The Drink Crisis During World War One

Pubs and Patriots
The Drink Crisis During World War One
Robert Duncan
Liverpool University Press   262pp   £70

In February 1915 the then Chancellor of the Exchequer, David Lloyd George, delivered a speech at Bangor, North Wales, in which he sought to focus the war effort onto the need for efficiency in the industrial production of ships, bullets and shells. The address was wide-ranging but Lloyd George paid particular attention to a peril at the heart of British cultural life. ‘I hear of workmen in armament works who refuse to work a full week for the nation’s need’, he told his audience. ‘What is the reason? Sometimes it is one thing, sometimes it is another, but let us be perfectly candid. It is mostly the lure of drink … Drink is doing more damage in the war than all the German submarines put together.’ Lloyd George’s so-called Bangor Speech marked a watershed in political attitudes to alcohol. While he was derided in some quarters for both hyperbole and obfuscation, his words tapped into a more general sense that, so long as military victory over Germany was uncertain, alcohol could not maintain its customary position in society. Within months George V had ‘taken the pledge’ and Lloyd George had, after flirting with prohibition and the nationalisation of the drinks trade, established a Central Control Board (CCB) for the regulation of the liquor traffic. The CCB would go on to slash pub opening hours, ban the buying of rounds and even purchase and manage the entire drinks trade in and around Carlisle.

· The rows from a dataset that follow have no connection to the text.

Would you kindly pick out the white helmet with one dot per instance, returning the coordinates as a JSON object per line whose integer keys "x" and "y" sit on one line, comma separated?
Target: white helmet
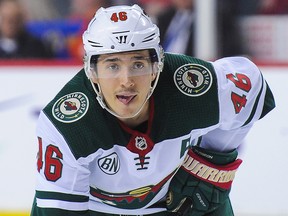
{"x": 121, "y": 29}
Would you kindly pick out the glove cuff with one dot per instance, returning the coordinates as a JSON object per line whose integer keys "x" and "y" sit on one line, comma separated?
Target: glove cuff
{"x": 219, "y": 175}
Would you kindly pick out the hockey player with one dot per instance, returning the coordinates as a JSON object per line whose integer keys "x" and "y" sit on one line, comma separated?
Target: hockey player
{"x": 142, "y": 132}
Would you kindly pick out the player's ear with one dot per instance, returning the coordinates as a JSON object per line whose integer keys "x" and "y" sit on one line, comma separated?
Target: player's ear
{"x": 94, "y": 79}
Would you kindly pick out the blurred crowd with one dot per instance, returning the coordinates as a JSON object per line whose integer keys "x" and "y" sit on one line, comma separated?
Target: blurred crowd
{"x": 52, "y": 29}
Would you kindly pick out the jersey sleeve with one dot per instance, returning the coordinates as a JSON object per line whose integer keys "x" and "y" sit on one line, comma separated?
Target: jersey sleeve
{"x": 244, "y": 97}
{"x": 62, "y": 183}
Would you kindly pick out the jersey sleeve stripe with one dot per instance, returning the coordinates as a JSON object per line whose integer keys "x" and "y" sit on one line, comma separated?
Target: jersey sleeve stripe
{"x": 61, "y": 196}
{"x": 254, "y": 109}
{"x": 269, "y": 102}
{"x": 66, "y": 205}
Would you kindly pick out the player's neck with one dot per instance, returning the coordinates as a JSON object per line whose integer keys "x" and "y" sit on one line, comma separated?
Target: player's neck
{"x": 139, "y": 119}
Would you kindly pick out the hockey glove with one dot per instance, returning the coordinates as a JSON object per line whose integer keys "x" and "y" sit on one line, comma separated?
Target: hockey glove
{"x": 203, "y": 182}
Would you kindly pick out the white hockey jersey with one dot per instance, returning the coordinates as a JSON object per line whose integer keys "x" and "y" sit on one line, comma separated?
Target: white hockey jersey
{"x": 88, "y": 161}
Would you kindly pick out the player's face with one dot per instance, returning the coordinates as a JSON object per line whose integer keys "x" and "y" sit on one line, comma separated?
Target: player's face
{"x": 125, "y": 80}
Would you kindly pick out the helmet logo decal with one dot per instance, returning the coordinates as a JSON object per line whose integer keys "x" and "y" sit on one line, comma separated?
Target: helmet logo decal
{"x": 193, "y": 79}
{"x": 122, "y": 16}
{"x": 122, "y": 39}
{"x": 70, "y": 107}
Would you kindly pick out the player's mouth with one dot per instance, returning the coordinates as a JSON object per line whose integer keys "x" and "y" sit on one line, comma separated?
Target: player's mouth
{"x": 126, "y": 99}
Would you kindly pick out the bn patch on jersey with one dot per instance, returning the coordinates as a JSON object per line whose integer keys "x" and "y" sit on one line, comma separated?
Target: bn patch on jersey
{"x": 193, "y": 79}
{"x": 70, "y": 107}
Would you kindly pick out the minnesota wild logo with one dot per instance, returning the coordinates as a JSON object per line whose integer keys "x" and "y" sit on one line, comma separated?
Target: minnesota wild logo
{"x": 70, "y": 107}
{"x": 193, "y": 79}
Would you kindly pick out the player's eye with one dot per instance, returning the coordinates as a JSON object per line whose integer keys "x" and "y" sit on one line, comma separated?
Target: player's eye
{"x": 113, "y": 67}
{"x": 138, "y": 65}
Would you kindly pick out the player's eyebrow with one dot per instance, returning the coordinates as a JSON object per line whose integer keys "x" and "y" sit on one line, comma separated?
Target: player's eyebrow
{"x": 115, "y": 59}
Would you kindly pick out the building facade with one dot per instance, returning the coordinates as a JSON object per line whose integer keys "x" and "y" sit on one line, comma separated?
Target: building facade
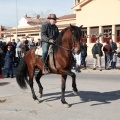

In Pubs and Patriots Robert Duncan provides the first full-length study of this extraordinary period. He describes the controversies around the CCB’s establishment, its successes and failures and how, once hostilities ceased, it rapidly came to be seen as an illiberal body whose raison d’etre had passed.  In his 2003 study Alcohol and British Politics Since 1830, John Greenaway argued that the moral framing of Victorian temperance mutated into a discourse on industrial efficiency once the Great War broke out. Here Duncan puts considerable flesh on the bones of that important observation, while showing ‘efficiency’ and morality were never entirely separate concepts.  Ostensibly, the task of the CCB was not to effect moral regeneration but to show that, by reducing consumption, harmful consequences – violence and loss of productivity in particular – could be reduced. Inevitably it struggled to resist the lure of encouraging wider social reform.

The CCB was definitely radical, but to many the state control of private brewing interests was perilously close to socialism. However, under Lord D’Abernon’s charismatic leadership and comprising members from temperance and trade bodies, the CCB displayed a genius for consensus-building and got things done. By 1918 both alcohol policy and drinking behaviours had changed enormously.

Lloyd George’s speech involved a degree of class scapegoating and Duncan’s central thesis is that by promoting temperance the CCB was engaged in an unwarranted attack on working-class culture. This underplays the social diversity of the temperance movement and the strong socialist wing of temperance agitation; it also takes rather readily the repeated claims by middle-class brewers that in protecting their lucrative trade they were merely defending the working man in the face of snobbish reformist zeal.

Nevertheless Pubs and Patriots shows convincingly that, while alcohol policy during the First World War focused on efficiency, it also articulated complex problems of class, identity and consumption that had dogged Victorian debates on alcohol (and which still frame questions about drink today). The First World War ‘drink crisis’ is an illuminating moment in British social and political history and Pubs and Patriots provides a detailed guide for experts and lay readers alike.

James Nicholls is research manager at Alcohol Research UK and Honorary Senior Lecturer at the Centre for History in Public Health, London School of Hygiene and Tropical Medicine.